Pero, delante de ellos, fingía que no pasaba nada, me
esforzaba en ser amable. Tenía miedo de las represalias. Mi tío
siempre me amenazaba con encerrarme en la leñera porque estaba
llena de ratones, arañas y serpientes. Para vencer el miedo, empecé
a ir sola a la leñera. Allí nadie me buscaba ni nadie me molestaba.
Al poco tiempo, la leñera se había convertido en mi refugio
preferido.

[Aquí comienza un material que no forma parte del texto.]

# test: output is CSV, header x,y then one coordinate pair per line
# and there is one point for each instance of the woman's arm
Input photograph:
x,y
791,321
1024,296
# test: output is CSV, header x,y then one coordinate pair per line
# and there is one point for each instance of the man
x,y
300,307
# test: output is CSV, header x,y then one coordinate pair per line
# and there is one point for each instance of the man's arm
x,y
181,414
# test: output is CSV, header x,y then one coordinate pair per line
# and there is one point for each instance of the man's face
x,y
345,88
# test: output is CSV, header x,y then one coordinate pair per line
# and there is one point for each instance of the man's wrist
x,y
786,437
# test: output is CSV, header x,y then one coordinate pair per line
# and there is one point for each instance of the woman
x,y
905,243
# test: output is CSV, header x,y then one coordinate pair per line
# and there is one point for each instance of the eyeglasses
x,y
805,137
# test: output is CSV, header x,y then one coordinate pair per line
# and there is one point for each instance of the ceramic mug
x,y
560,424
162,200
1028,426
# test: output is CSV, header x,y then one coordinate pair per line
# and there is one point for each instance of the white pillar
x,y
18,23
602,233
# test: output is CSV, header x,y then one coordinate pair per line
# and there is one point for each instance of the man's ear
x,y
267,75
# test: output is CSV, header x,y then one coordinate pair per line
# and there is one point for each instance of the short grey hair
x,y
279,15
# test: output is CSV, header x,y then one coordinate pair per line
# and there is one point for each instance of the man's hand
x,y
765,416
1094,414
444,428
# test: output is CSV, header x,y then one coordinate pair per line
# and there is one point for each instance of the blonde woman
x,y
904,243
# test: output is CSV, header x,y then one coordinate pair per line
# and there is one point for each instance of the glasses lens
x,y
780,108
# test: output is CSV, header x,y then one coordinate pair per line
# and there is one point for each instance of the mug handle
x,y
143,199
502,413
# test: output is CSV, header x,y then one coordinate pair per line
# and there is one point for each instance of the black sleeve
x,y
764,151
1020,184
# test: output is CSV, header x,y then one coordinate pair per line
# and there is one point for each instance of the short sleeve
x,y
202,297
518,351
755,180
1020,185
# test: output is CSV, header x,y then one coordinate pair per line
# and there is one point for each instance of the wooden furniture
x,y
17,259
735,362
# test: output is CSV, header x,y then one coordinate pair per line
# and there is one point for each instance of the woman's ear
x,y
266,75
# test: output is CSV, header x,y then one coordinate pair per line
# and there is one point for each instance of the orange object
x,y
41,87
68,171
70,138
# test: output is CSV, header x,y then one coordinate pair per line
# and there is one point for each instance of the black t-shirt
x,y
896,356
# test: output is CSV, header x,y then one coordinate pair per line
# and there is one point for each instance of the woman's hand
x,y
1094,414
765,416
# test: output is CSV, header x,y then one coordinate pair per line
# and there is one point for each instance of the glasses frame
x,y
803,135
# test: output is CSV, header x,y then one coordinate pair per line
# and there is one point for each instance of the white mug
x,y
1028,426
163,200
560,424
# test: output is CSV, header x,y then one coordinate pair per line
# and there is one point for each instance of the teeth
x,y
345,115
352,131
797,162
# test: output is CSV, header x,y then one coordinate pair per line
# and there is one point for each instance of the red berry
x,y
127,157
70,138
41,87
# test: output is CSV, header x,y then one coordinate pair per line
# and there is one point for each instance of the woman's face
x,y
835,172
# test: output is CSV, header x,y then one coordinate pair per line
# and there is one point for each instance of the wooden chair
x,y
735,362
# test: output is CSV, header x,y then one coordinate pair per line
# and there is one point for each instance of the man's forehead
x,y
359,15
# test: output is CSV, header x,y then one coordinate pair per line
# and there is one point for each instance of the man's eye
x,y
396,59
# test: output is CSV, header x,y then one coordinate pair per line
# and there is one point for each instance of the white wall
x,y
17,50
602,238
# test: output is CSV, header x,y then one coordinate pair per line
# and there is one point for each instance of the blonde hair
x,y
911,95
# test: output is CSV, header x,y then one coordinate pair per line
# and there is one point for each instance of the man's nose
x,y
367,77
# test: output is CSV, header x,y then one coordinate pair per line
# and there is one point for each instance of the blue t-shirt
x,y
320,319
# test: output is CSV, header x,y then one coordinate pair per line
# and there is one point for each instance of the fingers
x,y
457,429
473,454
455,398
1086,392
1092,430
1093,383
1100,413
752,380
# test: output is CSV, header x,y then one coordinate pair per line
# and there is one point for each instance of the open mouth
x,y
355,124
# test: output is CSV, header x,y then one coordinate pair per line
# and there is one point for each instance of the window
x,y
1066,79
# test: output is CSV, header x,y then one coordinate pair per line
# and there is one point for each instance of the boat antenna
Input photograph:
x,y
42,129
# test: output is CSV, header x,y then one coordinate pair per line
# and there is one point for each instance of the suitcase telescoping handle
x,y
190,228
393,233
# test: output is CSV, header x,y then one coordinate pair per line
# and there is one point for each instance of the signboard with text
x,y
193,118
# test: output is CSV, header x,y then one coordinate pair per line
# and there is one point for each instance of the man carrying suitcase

Los seres humanos ya me daban más miedo que los ratones
y las serpientes.
Una vez, mientras iba en bicicleta por un camino blanco,
encontré a una señora con dos niños. Gritaba como una loca porque a
pocos metros de ella había una bicha. Para demostrarle que no hacía
daño, me bajé de la bicicleta, cogí por la cola a la bicha y se la
puse delante de las narices. «Ve», le dije, «basta cogerlas por la
cola. No pueden revolverse». En lugar de darme las gracias, siguió
gritando como una obsesa.
Al día siguiente, todo el pueblo decía que yo debía tener
algo raro porque iba por ahí con serpientes en el bolsillo y les
acariciaba el hocico, como se acaricia a los perros.